Problem #140 on 4clojure.org asks to build a Karnaugh Map to simplify provided boolean expressions. They are expressed in the following form:
#{#{'a 'B 'C 'd}
#{'A 'b 'c 'd}
#{'A 'b 'c 'D}
#{'A 'b 'C 'd}
#{'A 'b 'C 'D}
#{'A 'B 'c 'd}
#{'A 'B 'c 'D}
#{'A 'B 'C 'd}}Where each set is a rule, uppercase letters represent true and lowercase false.
There are three basic components to the problem:
(defn simplify-rules [conditions]
(->> (build-kmap conditions)
identify-simplifications
(prune-duplicates conditions)))To build the K-Map, the variables need to be divided between those appearing in columns and those appearing in rows, which then must be ordered as gray codes.
(defn negative [s]
(symbol (.toLowerCase (name s))))
(defn positive [s]
(symbol (.toUpperCase (name s))))
(defn gray-codes [symbols]
(if (empty? symbols) [#{}]
(let [varying (first symbols)
subsequent-gray-codes (gray-codes (rest symbols))]
(concat (map #(conj % (negative varying))
subsequent-gray-codes)
(map #(conj % (positive varying))
(reverse subsequent-gray-codes))))))
(defn divide-symbols [symbols]
(split-at (Math/ceil (/ (count symbols) 2)) symbols))With the structure established, the K-Map can be built. This then gets combined with some other information that will be needed elsewhere in the problem.

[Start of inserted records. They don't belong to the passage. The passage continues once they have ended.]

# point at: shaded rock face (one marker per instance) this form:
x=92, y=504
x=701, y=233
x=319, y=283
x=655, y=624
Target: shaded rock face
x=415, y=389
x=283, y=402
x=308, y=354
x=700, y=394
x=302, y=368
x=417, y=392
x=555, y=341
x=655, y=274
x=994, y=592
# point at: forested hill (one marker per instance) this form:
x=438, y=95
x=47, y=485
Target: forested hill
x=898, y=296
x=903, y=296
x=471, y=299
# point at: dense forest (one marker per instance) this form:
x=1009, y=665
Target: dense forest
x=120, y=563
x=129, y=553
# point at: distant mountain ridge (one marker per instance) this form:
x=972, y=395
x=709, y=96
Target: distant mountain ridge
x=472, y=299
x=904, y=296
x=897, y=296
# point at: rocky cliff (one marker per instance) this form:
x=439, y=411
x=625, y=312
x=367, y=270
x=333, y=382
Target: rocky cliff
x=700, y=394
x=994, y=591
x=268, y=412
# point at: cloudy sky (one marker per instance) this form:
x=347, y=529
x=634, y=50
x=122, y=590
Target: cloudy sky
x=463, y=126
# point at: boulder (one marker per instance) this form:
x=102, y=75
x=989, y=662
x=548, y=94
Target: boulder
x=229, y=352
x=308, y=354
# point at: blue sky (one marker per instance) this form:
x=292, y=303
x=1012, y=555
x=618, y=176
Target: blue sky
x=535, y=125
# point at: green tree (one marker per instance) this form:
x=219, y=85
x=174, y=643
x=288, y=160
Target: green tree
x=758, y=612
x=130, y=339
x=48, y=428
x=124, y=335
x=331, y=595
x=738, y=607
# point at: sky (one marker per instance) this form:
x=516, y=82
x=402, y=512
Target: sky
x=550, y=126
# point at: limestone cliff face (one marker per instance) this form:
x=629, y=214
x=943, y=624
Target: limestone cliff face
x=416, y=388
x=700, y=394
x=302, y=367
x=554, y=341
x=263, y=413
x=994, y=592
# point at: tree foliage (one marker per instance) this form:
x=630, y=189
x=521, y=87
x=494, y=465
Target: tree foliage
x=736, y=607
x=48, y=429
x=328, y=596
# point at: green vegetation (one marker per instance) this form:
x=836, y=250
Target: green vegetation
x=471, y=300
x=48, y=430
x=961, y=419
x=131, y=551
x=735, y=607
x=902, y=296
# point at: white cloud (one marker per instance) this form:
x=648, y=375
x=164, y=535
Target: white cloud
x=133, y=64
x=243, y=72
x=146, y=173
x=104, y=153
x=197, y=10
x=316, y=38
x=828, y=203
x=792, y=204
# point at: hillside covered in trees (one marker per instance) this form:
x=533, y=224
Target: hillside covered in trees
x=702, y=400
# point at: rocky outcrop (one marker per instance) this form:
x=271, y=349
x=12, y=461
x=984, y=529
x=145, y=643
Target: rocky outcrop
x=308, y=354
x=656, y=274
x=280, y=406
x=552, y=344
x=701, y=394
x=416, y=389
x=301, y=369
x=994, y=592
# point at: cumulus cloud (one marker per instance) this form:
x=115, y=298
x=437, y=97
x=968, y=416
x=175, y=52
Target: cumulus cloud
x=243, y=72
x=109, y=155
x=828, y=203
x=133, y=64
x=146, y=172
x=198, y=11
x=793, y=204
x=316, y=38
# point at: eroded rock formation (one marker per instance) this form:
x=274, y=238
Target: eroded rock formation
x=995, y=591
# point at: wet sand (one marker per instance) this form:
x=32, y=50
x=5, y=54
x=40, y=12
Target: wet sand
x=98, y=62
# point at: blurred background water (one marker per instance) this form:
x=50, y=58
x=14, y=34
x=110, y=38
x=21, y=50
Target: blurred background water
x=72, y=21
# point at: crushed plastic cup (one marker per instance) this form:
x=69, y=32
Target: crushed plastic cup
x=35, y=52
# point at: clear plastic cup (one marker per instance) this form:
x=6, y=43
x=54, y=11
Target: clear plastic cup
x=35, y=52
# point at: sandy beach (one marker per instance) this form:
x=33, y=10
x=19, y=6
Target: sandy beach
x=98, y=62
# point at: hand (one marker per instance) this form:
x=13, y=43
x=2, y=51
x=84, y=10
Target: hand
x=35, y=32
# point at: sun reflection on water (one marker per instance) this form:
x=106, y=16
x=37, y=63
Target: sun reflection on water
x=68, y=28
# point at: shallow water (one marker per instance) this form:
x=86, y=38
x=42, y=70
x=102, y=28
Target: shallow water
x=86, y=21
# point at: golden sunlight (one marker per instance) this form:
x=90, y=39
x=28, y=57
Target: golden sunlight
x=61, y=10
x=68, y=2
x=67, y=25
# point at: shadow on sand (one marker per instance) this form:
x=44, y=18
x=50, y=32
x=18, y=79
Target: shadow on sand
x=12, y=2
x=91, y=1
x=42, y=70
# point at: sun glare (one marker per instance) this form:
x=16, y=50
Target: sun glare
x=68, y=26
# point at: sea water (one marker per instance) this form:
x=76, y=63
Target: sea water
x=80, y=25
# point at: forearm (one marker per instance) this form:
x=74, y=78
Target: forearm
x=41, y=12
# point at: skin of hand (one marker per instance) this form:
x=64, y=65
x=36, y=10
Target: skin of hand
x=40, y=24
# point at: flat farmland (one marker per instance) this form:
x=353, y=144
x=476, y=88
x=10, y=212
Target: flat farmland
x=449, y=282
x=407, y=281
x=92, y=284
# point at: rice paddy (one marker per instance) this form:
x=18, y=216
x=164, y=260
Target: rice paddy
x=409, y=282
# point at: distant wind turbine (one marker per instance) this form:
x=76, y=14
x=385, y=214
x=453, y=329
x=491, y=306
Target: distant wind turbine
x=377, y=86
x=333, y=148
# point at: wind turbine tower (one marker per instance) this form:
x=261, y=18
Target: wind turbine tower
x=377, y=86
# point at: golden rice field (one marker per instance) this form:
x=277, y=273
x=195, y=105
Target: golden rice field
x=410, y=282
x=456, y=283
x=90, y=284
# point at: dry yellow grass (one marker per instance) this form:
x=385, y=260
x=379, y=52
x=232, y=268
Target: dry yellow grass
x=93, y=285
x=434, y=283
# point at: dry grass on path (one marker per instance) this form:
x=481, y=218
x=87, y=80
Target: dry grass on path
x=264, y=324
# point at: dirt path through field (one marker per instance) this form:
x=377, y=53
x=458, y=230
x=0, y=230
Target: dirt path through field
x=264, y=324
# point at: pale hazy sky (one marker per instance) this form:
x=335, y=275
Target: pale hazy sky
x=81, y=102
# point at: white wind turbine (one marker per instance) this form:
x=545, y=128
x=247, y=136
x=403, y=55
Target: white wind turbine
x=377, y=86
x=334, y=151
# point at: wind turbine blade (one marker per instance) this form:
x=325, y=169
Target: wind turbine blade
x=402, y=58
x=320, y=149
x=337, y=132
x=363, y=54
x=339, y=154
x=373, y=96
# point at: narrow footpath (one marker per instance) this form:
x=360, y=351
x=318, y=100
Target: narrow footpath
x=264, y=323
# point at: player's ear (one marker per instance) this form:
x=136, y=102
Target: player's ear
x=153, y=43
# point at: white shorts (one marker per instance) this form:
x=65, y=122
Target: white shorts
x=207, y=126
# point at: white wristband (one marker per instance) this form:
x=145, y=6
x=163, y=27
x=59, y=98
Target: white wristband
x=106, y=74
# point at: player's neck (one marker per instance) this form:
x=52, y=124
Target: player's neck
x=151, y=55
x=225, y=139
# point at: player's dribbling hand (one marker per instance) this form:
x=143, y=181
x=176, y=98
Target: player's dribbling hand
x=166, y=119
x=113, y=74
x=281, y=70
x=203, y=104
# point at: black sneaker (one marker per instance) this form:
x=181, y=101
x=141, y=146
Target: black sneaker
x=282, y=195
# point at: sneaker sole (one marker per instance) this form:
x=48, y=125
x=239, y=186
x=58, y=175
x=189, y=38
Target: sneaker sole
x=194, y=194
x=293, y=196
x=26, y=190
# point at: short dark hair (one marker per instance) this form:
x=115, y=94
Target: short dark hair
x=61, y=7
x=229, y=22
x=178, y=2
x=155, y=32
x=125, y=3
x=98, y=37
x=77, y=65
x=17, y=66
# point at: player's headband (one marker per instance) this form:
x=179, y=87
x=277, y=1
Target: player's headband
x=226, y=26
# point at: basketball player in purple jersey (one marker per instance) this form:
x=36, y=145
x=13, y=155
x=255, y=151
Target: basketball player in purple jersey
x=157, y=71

(defn build-grid [conditions x-gray-codes y-gray-codes]
(map (fn [y-gray-code]
(map #(if (conditions (set (concat % y-gray-code))) 1 0)
x-gray-codes)) y-gray-codes))
(defn build-kmap [conditions]
(let [[x-gray-codes y-gray-codes] (->> (first conditions)
(map negative)
sort
divide-symbols
(map gray-codes))
grid (build-grid conditions x-gray-codes y-gray-codes)]
{:grid grid
:x-gray-codes x-gray-codes
:y-gray-codes y-gray-codes
:width (count (first grid))
:height (count grid)}))Karnaugh Maps work by identifying rectangles within the grid which only contain true values, for which width and height must be powers of two. Every possible box which meets the dimension requirement is considered, and those meeting this requirement are determined.
To describe each rectangle, a set containing every coordinate pair within the rectangle is produced.
(defn cyclic-ranges [distance size]
(for [start (range distance)]
(take size (drop start (cycle (range distance))))))
(defn rectangle-coordinates [kmap size]
(set (for [divisor [1 2 4]
xs (cyclic-ranges (kmap :width) (/ size divisor))
ys (cyclic-ranges (kmap :height) divisor)]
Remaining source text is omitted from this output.